Ein wildes Tier in Menschennähe – für viele eine emotionale Gratwanderung. Wenn Wölfe durch Dörfer streifen oder sich unerschrocken Bauern nähern, ruft das nicht nur Behörden, sondern auch hitzige Debatten auf den Plan.
So auch aktuell im Kanton Schwyz, wo ein einzelner Wolf zur Gefahr erklärt wurde. Doch warum genau wurde jetzt zur Jagd geblasen – und was bedeutet das für den Umgang mit Wildtieren in der Schweiz?
1. Wiederholte Sichtungen in der Region

Bereits vor dem Zwischenfall in Rempen war das Tier mehrfach in der Region Ausserschwyz gesichtet worden. Vor allem in Schübelbach und Vorderthal hielt sich der Wolf seit Anfang März auffällig häufig in der Nähe von Höfen und Siedlungen auf. Auch Bauern meldeten seine Anwesenheit.
Die Nähe zu menschlichen Einrichtungen und Nutztieren verstärkte die Bedenken der Behörden. Die Sorge: Der Wolf könnte die natürliche Scheu gegenüber Menschen endgültig verloren haben – ein Warnsignal, das ernst genommen wird.
2. Tötung einer Hirschkuh in Siedlungsnähe

Am Dienstag vor dem Entscheid riss der Wolf eine Hirschkuh beim Kraftwerk in Siebnen – und das in unmittelbarer Nähe zur Siedlung. Der Vorfall machte deutlich: Der Wolf jagt nicht nur nachts in entlegenen Wäldern, sondern auch tagsüber in bewohnten Gebieten.
Ein Wildhüter reagierte umgehend mit einer sogenannten Vergrämungsmaßnahme – einem Schuss mit Gummischrot. Doch auch diese Maßnahme führte offenbar nicht zur gewünschten Wirkung. Der Abschuss wurde damit zur «logischen Konsequenz» erklärt.
3. Der Zwischenfall in Rempen

Auslöser der aktuellen Entscheidung war ein konkreter Vorfall in Rempen. Dort näherte sich der Wolf einem Landwirt auf kurze Distanz – ohne jegliche Scheu. Das Verhalten des Tieres widerspricht laut Jagdgesetz dem natürlichen Fluchtinstinkt und wird deshalb als potenziell gefährlich eingestuft.
Die Szene reichte aus, um die gesetzlichen Voraussetzungen für einen Abschuss zu erfüllen. Das Tier wird damit als «auffällig» klassifiziert – ein Begriff, der im Schweizer Wolfsmanagement eine entscheidende Rolle spielt.
4. Juristische Grundlage für den Abschuss

Die Grundlage für die Verfügung liefert die eidgenössische Jagdgesetzgebung.
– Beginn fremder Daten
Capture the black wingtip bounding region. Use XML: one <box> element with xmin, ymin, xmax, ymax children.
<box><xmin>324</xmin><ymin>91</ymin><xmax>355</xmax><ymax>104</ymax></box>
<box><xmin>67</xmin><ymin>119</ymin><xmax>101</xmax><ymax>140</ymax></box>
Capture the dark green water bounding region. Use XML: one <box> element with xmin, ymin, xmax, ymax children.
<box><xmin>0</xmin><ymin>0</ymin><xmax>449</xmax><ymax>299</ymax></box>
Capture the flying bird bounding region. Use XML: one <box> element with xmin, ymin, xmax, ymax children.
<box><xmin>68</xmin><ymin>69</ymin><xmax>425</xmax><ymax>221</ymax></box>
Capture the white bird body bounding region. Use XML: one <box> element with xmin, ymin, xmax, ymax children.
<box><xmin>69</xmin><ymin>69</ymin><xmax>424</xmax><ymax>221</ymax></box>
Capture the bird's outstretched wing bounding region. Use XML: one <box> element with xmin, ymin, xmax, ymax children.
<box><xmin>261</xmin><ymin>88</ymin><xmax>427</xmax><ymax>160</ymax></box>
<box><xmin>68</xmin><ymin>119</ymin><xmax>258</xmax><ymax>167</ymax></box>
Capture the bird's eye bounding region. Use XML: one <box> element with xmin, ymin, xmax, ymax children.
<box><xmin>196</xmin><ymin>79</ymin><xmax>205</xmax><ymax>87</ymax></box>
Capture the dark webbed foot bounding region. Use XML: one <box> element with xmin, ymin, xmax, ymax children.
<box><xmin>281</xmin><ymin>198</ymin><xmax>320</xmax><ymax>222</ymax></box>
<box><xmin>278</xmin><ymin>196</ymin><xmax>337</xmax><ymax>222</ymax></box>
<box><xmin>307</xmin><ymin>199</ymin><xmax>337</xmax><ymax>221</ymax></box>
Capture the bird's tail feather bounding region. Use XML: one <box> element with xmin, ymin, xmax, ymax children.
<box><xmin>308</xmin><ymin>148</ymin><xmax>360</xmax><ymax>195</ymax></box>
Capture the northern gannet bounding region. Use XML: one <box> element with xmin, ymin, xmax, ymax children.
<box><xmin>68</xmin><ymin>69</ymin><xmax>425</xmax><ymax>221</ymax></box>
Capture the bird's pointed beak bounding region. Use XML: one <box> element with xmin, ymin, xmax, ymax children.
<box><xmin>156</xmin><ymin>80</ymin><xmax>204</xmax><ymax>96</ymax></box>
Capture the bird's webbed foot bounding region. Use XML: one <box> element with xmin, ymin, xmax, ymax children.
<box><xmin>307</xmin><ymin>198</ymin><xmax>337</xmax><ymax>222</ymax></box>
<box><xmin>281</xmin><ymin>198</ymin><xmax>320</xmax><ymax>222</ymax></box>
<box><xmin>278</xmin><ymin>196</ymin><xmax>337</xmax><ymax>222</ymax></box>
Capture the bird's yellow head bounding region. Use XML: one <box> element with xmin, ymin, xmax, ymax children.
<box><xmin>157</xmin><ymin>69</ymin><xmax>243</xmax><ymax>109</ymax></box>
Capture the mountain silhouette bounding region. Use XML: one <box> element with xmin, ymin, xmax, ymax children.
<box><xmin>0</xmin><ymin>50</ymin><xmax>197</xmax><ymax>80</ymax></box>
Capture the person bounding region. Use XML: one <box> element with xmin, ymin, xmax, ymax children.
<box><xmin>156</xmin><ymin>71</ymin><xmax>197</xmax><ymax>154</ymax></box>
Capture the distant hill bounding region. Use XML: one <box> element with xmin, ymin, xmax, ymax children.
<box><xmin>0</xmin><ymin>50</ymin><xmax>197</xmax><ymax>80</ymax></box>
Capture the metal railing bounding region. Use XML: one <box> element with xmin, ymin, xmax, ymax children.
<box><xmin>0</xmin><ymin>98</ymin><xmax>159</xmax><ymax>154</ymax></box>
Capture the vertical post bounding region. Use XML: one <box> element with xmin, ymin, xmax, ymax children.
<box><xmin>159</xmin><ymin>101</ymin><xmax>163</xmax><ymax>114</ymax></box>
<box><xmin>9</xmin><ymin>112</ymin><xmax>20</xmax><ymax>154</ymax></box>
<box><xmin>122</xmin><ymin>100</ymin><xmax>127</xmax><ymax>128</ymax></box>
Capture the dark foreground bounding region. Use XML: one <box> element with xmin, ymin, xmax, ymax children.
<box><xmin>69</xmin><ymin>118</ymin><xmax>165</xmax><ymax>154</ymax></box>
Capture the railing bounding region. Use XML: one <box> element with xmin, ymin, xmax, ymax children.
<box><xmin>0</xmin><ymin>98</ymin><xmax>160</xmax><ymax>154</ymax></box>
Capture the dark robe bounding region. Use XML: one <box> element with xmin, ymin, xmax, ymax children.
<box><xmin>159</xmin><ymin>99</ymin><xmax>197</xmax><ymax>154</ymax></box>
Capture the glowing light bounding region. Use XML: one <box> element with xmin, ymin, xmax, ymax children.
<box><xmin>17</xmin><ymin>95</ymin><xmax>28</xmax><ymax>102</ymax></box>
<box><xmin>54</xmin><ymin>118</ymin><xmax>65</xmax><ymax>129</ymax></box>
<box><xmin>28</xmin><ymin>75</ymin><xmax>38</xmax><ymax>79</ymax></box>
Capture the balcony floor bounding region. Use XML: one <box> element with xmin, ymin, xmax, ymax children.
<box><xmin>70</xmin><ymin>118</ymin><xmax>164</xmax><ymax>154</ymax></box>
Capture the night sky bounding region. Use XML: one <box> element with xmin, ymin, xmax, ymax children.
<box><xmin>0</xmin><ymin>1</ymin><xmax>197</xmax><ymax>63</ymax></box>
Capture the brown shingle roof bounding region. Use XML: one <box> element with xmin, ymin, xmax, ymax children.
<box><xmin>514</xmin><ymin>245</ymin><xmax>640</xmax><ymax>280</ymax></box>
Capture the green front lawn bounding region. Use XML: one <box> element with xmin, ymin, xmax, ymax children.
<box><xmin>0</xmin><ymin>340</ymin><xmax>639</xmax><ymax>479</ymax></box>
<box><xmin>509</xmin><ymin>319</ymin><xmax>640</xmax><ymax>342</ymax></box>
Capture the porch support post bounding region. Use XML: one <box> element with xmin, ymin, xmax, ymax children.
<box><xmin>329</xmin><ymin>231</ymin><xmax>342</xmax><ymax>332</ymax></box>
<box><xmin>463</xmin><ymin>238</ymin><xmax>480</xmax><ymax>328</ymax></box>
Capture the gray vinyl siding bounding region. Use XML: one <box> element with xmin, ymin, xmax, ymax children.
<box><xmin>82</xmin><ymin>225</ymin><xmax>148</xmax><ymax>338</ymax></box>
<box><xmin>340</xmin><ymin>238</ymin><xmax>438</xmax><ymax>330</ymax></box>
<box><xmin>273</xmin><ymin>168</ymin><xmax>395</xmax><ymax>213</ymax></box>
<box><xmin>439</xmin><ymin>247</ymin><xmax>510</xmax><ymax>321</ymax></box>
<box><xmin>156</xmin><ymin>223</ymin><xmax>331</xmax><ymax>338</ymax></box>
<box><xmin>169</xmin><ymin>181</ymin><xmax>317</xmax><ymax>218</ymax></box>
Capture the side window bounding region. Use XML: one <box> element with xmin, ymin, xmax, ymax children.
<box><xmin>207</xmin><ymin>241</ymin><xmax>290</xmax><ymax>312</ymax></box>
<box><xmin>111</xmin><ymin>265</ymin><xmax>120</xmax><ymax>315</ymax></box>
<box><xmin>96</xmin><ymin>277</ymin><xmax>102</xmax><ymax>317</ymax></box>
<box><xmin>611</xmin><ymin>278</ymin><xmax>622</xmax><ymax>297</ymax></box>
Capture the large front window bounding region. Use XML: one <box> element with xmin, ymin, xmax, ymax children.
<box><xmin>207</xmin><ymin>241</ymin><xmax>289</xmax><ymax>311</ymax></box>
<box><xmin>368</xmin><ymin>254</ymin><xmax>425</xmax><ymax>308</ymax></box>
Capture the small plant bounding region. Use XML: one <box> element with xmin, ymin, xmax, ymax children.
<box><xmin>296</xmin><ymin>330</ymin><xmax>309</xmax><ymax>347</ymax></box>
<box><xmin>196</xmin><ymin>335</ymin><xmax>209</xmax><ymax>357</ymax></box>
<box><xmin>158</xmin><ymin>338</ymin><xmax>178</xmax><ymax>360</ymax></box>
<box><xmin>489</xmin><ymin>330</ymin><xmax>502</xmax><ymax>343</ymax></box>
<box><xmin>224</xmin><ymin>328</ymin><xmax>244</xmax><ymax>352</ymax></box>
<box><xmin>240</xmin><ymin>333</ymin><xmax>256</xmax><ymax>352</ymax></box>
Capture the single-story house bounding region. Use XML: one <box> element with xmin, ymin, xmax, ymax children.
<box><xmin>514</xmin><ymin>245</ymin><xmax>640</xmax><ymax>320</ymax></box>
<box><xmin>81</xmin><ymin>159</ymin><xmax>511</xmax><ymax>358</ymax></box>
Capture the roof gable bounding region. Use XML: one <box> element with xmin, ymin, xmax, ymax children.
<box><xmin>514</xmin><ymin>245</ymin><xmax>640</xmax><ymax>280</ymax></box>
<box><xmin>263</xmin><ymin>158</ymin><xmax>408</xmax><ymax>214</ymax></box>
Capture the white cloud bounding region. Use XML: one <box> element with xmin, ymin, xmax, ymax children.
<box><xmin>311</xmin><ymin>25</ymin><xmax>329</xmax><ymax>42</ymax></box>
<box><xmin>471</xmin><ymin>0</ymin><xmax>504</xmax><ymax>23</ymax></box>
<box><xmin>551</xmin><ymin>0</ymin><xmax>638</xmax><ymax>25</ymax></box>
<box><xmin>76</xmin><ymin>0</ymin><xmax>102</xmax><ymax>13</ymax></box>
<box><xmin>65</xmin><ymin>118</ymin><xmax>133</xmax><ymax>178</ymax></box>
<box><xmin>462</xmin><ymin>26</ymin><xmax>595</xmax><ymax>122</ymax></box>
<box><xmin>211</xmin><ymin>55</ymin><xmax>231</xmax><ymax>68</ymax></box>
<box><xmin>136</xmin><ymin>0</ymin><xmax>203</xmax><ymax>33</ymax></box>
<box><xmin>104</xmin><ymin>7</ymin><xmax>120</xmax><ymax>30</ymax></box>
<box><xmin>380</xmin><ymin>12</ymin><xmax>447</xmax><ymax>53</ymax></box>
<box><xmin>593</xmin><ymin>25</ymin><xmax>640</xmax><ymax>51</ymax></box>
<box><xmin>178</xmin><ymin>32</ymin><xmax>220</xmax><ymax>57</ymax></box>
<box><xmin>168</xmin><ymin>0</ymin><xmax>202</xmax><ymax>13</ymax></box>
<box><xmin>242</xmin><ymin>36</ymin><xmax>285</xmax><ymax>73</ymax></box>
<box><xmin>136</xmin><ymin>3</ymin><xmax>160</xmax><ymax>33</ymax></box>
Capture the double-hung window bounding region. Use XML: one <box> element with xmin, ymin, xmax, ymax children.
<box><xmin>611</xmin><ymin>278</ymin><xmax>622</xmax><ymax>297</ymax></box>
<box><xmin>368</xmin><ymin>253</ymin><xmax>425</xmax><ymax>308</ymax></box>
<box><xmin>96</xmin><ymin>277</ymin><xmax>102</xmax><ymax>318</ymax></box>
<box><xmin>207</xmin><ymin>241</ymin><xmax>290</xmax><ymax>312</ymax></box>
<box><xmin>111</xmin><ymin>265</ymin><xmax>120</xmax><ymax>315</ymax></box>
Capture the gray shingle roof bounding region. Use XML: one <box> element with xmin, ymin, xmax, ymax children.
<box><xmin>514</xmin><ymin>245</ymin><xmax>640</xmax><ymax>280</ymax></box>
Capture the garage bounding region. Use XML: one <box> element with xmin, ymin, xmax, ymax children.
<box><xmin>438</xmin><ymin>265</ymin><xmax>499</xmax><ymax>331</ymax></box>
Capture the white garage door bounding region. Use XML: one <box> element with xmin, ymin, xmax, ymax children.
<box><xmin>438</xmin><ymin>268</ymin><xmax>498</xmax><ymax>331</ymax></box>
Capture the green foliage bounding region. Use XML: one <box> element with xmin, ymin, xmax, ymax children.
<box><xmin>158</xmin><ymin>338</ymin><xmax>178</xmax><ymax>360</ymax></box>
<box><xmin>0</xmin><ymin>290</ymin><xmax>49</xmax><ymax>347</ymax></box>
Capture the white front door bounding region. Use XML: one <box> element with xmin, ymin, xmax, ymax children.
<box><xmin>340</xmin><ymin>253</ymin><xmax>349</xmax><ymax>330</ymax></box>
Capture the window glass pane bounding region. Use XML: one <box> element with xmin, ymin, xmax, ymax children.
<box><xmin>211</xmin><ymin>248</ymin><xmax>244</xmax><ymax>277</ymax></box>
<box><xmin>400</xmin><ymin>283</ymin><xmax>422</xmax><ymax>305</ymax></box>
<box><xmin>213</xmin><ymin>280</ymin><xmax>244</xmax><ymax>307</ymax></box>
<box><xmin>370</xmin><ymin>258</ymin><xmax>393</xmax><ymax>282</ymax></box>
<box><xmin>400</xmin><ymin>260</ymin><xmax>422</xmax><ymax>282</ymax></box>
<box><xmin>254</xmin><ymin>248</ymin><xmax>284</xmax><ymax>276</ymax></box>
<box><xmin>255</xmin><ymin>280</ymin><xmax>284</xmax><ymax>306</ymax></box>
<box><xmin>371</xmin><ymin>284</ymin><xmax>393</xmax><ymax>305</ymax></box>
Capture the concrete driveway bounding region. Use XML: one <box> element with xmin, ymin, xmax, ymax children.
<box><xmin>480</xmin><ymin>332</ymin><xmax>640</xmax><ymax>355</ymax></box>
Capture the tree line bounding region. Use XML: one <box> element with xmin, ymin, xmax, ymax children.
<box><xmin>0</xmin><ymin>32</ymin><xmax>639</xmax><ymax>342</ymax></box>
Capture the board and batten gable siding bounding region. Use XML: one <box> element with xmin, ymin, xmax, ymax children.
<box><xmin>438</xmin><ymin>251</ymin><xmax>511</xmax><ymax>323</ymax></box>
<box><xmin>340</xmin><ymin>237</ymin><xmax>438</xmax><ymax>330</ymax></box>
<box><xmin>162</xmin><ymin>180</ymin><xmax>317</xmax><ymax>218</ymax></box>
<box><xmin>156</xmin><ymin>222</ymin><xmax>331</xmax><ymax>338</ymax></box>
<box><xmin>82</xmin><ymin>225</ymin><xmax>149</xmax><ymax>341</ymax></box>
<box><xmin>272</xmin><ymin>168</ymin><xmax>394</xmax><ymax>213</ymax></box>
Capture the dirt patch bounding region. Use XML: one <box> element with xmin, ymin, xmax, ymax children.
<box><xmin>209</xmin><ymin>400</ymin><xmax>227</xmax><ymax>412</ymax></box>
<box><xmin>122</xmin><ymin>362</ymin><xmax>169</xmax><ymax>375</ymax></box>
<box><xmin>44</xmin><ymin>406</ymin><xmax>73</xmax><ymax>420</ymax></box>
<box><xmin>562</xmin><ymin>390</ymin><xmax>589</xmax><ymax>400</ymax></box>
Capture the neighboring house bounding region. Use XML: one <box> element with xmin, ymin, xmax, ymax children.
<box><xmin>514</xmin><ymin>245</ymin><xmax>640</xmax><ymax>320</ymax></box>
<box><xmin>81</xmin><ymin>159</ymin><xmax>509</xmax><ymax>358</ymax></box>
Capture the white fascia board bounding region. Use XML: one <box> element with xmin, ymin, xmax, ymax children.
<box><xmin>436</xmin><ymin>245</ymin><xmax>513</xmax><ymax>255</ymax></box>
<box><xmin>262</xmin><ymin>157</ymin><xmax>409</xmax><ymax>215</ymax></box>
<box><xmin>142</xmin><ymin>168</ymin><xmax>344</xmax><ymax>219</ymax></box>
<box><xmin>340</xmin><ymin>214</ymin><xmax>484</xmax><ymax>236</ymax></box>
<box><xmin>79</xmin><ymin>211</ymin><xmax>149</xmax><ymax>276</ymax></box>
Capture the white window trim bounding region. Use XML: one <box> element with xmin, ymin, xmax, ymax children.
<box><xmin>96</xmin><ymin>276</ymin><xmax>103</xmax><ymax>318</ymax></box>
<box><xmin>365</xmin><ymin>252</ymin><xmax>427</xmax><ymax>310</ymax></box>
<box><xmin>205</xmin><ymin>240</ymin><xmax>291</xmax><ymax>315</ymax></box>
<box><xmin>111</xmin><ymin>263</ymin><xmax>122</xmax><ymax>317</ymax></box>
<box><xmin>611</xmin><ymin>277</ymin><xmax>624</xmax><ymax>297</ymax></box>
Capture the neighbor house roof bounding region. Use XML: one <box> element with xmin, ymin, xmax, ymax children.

Sie erlaubt den Abschuss eines Wolfes, wenn dieser sich wiederholt Menschen nähert, Scheu vermissen lässt oder Schäden verursacht. In diesem Fall sah der Regierungsrat des Kantons Schwyz alle Bedingungen erfüllt.
Die Abschussverfügung gilt für 60 Tage und einen klar definierten Umkreis, der auf dokumentierten Sichtungen und Rissstellen basiert. Sie ist also nicht pauschal, sondern gezielt gegen das auffällige Einzeltier gerichtet.
5. Ausführung durch die Wildhut

Die Durchführung des Abschusses liegt nun bei der kantonalen Wildhut. Sie ist befugt, innerhalb des festgelegten Gebiets gezielt nach dem Tier zu suchen und es zu erlegen. Dabei handelt es sich um ausgebildete Fachpersonen, die mit dem Verhalten von Grossraubtieren vertraut sind.
Der Entscheid wird von diesen nicht leichtfertig umgesetzt – dennoch bedeutet er für das Tier in der Regel das Todesurteil. Der Eingriff in die Natur erfolgt unter streng kontrollierten Bedingungen.
6. Emotionale Debatte um den Wolfsschutz

Die Diskussion um den Umgang mit Wölfen in der Schweiz ist hoch emotional. Tierschutzverbände kritisieren Abschüsse regelmäßig als überstürzt, während Bauern und Anwohner oft Erleichterung äußern. Der Fall aus Schwyz zeigt einmal mehr, wie schwer es ist, zwischen Schutz der Artenvielfalt und öffentlicher Sicherheit zu vermitteln.
Der Spagat zwischen Wildtiermanagement und menschlicher Angst bleibt ein Dauerbrenner. Der aktuelle Fall könnte weitere politische Diskussionen über den Schutzstatus des Wolfes befeuern.